In any case, 16 years ago, I made a conscious decision to get away from my previous habit of changing cars every few years. I traded in my nearly new 2-litre hot hatch for a smaller car with an engine half the size.
The Micra was fine for our needs - two small children and their accoutrements. To anyone who says "I have two kids, therefore I need a giant SUV," I say - twaddle. If you want to invest in their future, buy them education or a flat.
Five years ago, we bought a second car (another one-litre five-door hatchback) to give more flexibility on school and work journeys. And that's that. We have no more ambitions to switch to newer motors. Both our cars are frugal, reliable and good at what they do - getting around town. The Micra, which has not ventured outside of Warsaw in those five years, does over 38 miles to the gallon (around 7l/100km), much of which is driving in traffic jams; in the past year I've covered about 4,000 miles (6,000km) in it; not that much. The Yaris is used for long road trips, where it's also fine (though it could do with a sixth gear).
Our motoring needs, met.
Much of the World's current economic woes stem from western consumers' desire to buy ever bigger and flashier cars, paid for by bank loans backed by rising house prices. This has gone. Instant gratification promised by the car manufacturers and their loan companies has proved illusory.

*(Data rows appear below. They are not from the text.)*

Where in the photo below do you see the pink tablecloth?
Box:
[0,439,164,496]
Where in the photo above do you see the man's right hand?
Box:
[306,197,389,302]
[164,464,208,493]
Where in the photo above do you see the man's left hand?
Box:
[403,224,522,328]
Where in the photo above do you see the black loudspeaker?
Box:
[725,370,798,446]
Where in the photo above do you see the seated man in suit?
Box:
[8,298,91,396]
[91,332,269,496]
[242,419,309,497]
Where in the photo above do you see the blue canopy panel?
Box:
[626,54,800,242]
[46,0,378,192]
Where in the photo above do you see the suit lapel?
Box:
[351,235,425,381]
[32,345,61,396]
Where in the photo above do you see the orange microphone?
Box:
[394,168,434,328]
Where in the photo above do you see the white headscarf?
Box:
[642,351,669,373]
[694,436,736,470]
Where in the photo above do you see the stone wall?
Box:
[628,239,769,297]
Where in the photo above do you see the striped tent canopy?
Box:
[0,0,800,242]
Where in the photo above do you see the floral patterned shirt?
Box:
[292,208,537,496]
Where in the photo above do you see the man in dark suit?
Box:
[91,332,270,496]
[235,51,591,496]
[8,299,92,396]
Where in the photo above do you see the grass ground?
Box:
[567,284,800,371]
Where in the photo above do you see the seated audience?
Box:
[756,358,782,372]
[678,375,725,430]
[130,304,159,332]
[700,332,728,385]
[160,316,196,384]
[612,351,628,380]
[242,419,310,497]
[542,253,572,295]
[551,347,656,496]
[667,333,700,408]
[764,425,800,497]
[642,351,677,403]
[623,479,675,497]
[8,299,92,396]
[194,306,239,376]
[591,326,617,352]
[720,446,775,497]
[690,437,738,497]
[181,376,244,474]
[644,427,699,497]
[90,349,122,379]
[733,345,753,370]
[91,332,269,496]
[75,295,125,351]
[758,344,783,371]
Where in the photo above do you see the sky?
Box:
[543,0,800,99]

We must be happy with what we have, make less of an impact on the environment by consuming less and looking after what we own. Modern cars are built to last; we've reached saturation point across most of the west.
I bought my first car, a Morris Minor van, from a guy called Charlie Ware, who wrote a book about the economics of car ownership. He pointed out that by keeping a car for decades rather than years, you'd save vast amounts of capital. He rebutted the argument about keeping a car going beyond the economical cost of its repair. And he was right. I've spent around 1,500 zlotys on my Micra over the past year, tops. That's less that two months repayments on a new Micra.

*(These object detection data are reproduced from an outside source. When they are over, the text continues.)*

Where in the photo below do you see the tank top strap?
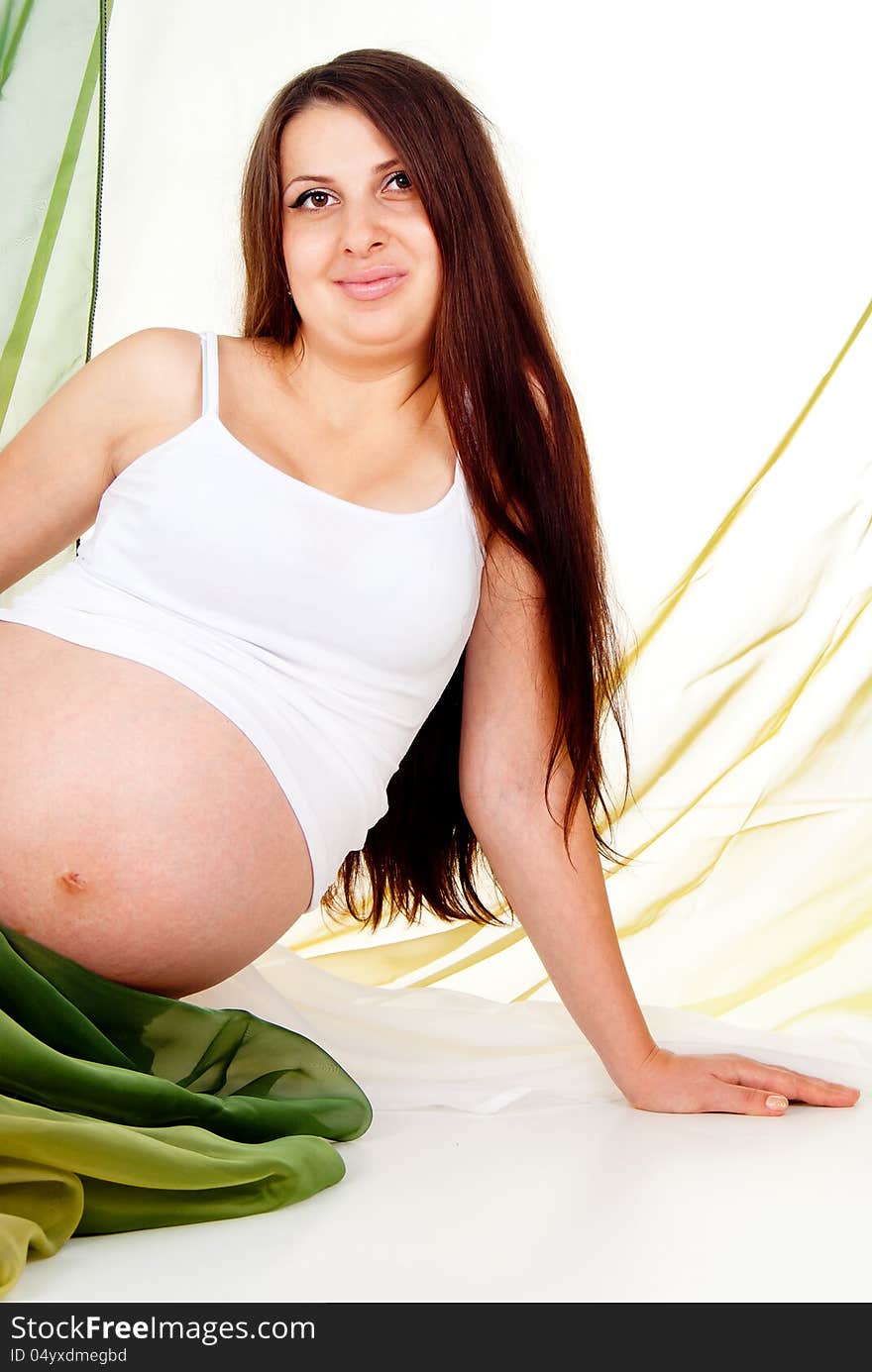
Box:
[200,329,218,414]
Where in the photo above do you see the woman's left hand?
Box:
[622,1045,860,1115]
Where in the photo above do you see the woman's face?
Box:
[280,106,442,361]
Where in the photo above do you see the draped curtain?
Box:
[0,0,872,1059]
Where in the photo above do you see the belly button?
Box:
[57,871,88,891]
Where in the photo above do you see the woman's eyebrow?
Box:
[281,158,399,195]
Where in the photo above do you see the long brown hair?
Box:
[241,48,629,930]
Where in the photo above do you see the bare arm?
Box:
[460,537,860,1115]
[460,538,656,1090]
[0,329,178,591]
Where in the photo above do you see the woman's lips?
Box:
[337,271,406,300]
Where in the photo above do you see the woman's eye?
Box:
[291,171,412,214]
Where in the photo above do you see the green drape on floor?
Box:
[0,923,373,1297]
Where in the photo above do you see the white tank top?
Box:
[0,331,485,905]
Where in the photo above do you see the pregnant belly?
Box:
[0,620,312,997]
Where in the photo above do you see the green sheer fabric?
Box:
[0,923,373,1297]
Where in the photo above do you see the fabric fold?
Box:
[0,923,373,1297]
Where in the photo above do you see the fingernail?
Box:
[766,1097,787,1109]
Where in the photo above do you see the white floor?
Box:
[7,945,872,1304]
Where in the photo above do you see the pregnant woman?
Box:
[0,50,857,1286]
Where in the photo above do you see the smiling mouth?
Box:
[337,271,406,300]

Of course, there will be a time when the Micra finally conks out; when it does, it shall be replaced by a small reliable car that will also be bought to last for many, many years.
Had my philosophy been the norm in the western world over the past two decades, we'd have not seen the same growth from the early '90s to 2007/8, but neither would we have seen such a dreadful downturn and misery caused by job losses, home repossessions, and falling asset prices.